I examined the primary main AI image generator, Dall-E, when it initially launched. Since then, I’ve watched because the world of generative AI has exploded, however one function has at all times bugged me: textual content in pictures.
As faces seemed clearer, and arms went all the way down to the proper variety of fingers, each mannequin nonetheless appeared to essentially battle with creating textual content.

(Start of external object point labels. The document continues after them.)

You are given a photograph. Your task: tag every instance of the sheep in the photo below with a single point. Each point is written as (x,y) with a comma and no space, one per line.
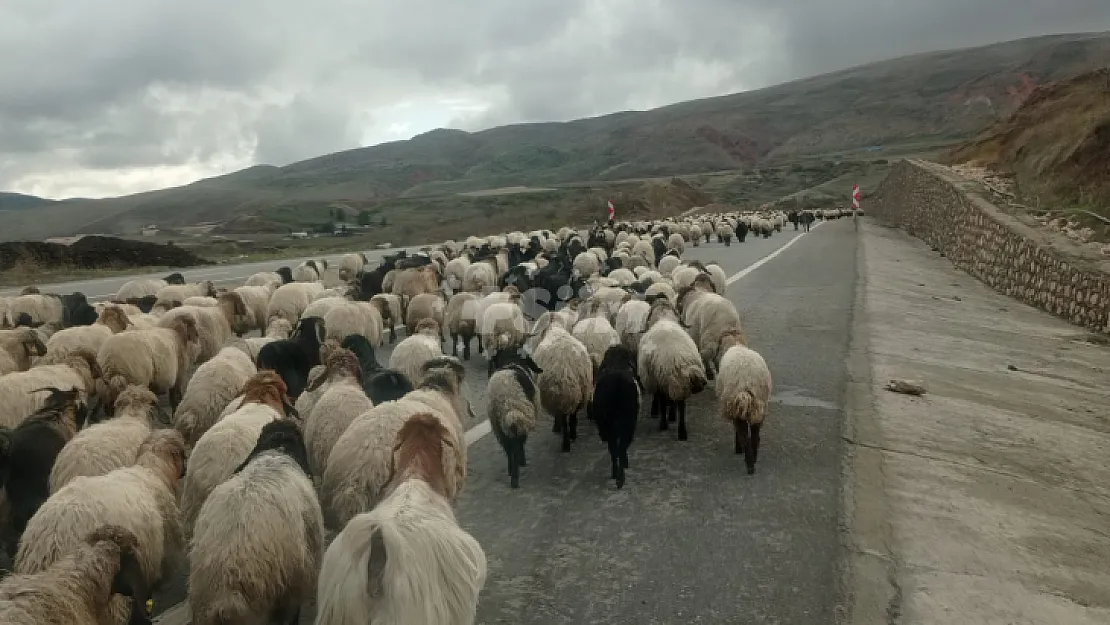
(31,449)
(19,392)
(411,354)
(214,324)
(172,295)
(290,300)
(380,384)
(360,465)
(213,385)
(17,349)
(112,320)
(78,588)
(462,321)
(713,321)
(566,382)
(50,312)
(341,403)
(406,561)
(669,365)
(140,499)
(294,358)
(354,318)
(228,443)
(158,359)
(632,323)
(512,407)
(597,336)
(502,326)
(744,387)
(108,445)
(259,538)
(615,406)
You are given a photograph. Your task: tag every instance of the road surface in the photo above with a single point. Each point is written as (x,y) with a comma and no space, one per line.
(690,538)
(98,289)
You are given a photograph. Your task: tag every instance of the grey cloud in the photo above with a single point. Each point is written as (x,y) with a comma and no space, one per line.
(123,84)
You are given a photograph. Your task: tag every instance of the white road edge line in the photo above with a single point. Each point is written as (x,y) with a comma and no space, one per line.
(767,259)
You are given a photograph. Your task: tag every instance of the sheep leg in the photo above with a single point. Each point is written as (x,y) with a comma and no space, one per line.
(752,452)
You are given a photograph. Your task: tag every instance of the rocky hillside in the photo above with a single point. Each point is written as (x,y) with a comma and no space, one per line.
(925,99)
(1056,145)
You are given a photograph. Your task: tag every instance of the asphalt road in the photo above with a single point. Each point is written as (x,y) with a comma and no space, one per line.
(690,538)
(229,274)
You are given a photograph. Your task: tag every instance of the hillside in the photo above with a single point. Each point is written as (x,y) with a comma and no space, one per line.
(1056,145)
(901,104)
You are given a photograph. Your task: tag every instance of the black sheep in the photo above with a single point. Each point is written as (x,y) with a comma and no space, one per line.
(28,453)
(293,358)
(379,383)
(616,405)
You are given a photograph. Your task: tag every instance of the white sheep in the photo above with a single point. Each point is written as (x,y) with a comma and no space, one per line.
(361,463)
(140,499)
(566,383)
(340,403)
(228,443)
(744,387)
(111,444)
(259,538)
(213,385)
(158,359)
(669,365)
(411,354)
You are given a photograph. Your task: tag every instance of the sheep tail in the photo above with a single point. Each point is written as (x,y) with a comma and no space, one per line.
(231,608)
(347,588)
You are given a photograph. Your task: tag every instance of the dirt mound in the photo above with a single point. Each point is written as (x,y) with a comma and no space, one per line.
(96,252)
(1056,145)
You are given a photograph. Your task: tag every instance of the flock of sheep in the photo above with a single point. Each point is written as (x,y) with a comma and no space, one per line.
(279,437)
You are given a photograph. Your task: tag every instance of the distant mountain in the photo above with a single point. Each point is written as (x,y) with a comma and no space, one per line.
(19,201)
(922,99)
(1057,144)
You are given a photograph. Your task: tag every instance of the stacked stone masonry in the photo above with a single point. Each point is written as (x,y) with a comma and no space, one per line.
(991,245)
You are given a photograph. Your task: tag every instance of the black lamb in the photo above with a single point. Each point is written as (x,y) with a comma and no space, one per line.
(616,405)
(293,358)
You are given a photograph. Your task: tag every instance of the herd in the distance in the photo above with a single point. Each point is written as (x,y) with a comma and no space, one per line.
(284,425)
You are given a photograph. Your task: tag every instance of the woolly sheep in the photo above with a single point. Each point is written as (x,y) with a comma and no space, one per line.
(112,320)
(566,382)
(341,402)
(424,305)
(354,318)
(18,346)
(77,588)
(259,537)
(108,445)
(140,499)
(290,300)
(669,365)
(462,321)
(389,308)
(361,463)
(228,443)
(158,359)
(597,336)
(411,354)
(19,399)
(410,548)
(512,407)
(213,385)
(744,387)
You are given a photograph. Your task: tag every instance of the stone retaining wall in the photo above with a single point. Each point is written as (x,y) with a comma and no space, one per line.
(1012,258)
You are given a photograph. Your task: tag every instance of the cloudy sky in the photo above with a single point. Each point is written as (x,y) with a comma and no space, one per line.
(109,97)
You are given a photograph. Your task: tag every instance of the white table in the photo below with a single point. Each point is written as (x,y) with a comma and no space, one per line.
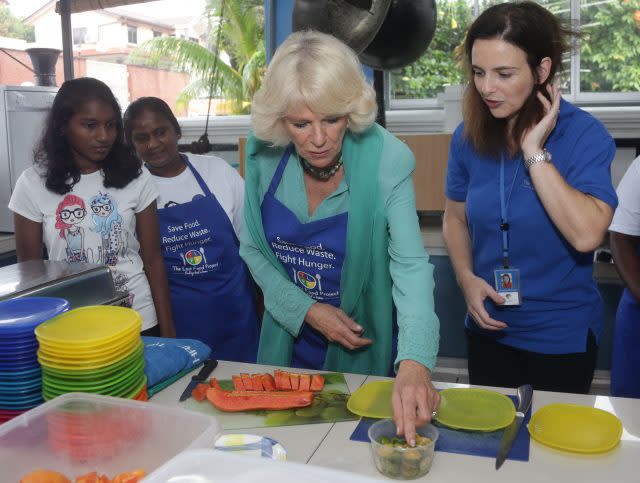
(329,444)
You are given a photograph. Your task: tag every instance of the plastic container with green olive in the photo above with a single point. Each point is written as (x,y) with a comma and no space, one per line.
(395,458)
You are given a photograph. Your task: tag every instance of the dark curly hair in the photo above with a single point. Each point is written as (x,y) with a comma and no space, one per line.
(153,104)
(53,152)
(539,34)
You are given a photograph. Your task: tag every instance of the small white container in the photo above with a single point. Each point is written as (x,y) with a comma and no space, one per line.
(398,462)
(213,466)
(77,433)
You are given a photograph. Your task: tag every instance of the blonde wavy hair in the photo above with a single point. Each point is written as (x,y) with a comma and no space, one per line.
(317,70)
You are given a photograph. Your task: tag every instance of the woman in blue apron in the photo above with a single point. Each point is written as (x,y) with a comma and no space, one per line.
(331,233)
(624,234)
(212,294)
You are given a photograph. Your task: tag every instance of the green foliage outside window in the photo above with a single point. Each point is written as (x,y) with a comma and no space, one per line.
(610,58)
(609,55)
(11,26)
(437,68)
(239,62)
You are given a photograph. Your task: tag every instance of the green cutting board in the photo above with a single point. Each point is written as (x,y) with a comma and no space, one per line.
(328,406)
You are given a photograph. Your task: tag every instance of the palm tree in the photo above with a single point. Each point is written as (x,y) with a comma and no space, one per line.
(235,47)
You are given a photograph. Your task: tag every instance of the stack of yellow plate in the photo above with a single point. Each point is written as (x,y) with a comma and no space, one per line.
(95,349)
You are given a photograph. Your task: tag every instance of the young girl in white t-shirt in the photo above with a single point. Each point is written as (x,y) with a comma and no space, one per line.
(89,200)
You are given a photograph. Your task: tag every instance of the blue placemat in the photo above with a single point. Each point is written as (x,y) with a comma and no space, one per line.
(467,442)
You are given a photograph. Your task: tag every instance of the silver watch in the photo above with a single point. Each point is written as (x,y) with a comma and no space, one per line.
(543,156)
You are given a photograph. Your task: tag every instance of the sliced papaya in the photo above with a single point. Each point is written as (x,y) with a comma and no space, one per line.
(317,382)
(268,382)
(256,380)
(305,382)
(246,380)
(294,378)
(234,401)
(237,383)
(134,476)
(44,476)
(199,393)
(285,381)
(92,478)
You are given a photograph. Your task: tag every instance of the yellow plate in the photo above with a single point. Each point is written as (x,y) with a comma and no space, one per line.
(93,361)
(475,409)
(372,400)
(89,326)
(56,352)
(579,429)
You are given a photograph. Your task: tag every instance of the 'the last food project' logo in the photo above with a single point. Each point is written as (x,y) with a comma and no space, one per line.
(307,280)
(194,257)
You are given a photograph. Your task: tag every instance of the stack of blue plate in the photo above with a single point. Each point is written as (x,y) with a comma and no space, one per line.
(20,373)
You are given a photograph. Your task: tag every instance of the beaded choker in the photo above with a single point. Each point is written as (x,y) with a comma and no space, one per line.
(321,173)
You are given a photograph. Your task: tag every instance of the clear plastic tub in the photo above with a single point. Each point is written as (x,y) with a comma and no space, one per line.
(77,433)
(399,462)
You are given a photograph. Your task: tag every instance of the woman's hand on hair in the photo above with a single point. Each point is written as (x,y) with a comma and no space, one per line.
(414,399)
(534,139)
(476,290)
(336,326)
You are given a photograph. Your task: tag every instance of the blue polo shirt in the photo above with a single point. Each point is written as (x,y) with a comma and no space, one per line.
(560,299)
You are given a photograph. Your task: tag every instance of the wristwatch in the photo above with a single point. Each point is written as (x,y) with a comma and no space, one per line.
(543,156)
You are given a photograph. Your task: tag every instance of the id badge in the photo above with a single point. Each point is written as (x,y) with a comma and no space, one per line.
(507,283)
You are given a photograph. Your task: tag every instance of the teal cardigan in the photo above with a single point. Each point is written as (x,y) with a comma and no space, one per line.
(366,280)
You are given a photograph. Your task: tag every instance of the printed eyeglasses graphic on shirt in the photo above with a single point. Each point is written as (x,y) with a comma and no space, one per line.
(99,209)
(78,213)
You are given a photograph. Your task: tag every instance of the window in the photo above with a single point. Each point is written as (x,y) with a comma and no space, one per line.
(132,34)
(602,69)
(79,35)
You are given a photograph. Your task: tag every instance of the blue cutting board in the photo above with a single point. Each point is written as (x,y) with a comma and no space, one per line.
(467,442)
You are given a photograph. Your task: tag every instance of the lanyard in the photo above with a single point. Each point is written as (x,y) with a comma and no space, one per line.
(504,222)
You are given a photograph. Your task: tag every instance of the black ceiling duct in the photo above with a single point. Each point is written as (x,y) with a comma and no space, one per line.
(404,35)
(355,22)
(44,65)
(387,34)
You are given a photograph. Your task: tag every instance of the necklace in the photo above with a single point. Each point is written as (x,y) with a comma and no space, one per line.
(321,173)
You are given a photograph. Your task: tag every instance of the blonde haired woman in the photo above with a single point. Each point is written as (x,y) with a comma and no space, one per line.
(331,233)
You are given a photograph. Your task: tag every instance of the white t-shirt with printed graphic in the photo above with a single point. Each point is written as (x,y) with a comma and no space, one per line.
(93,224)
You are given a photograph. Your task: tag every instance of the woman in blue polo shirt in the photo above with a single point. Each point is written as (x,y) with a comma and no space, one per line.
(529,195)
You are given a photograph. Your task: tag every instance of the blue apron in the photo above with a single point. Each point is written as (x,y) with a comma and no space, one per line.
(625,359)
(312,254)
(212,295)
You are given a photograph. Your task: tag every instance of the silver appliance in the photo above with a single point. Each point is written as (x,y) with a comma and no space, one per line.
(80,283)
(23,110)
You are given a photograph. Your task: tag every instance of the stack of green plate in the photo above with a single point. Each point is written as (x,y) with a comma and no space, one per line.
(94,349)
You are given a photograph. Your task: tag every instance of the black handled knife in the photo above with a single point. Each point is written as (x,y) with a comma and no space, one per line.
(200,377)
(525,395)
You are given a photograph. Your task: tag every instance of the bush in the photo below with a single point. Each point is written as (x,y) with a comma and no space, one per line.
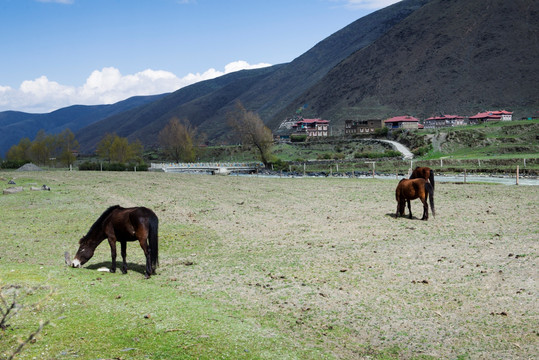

But as faces looked clearer, and hands went down to the correct number of fingers, every model still seemed to really struggle with creating text. Whether that was on a poster, a sign or even a T-shirt, it often looked like a giant smudge of hieroglyphics.
In recent updates, the problem has started to fade. ChatGPT could reliably recreate text, but only to a certain extent, quickly having a meltdown if your request became too specific.
Then, in steps Gemini 3, or extra particularly, Google’s current replace to Nano Banana Pro, its large AI picture improve. This improve improved plenty of key areas for the software, however textual content recreation was by far the most important in my eyes.
What’s new with Nano Banana Pro
Nano Banana Pro has improved image quality and added the ability to see if an image is AI-generated. It can also now edit multiple reference images into one coherent final product. What’s more, you can now translate text in images into another language and also create complicated text-based images.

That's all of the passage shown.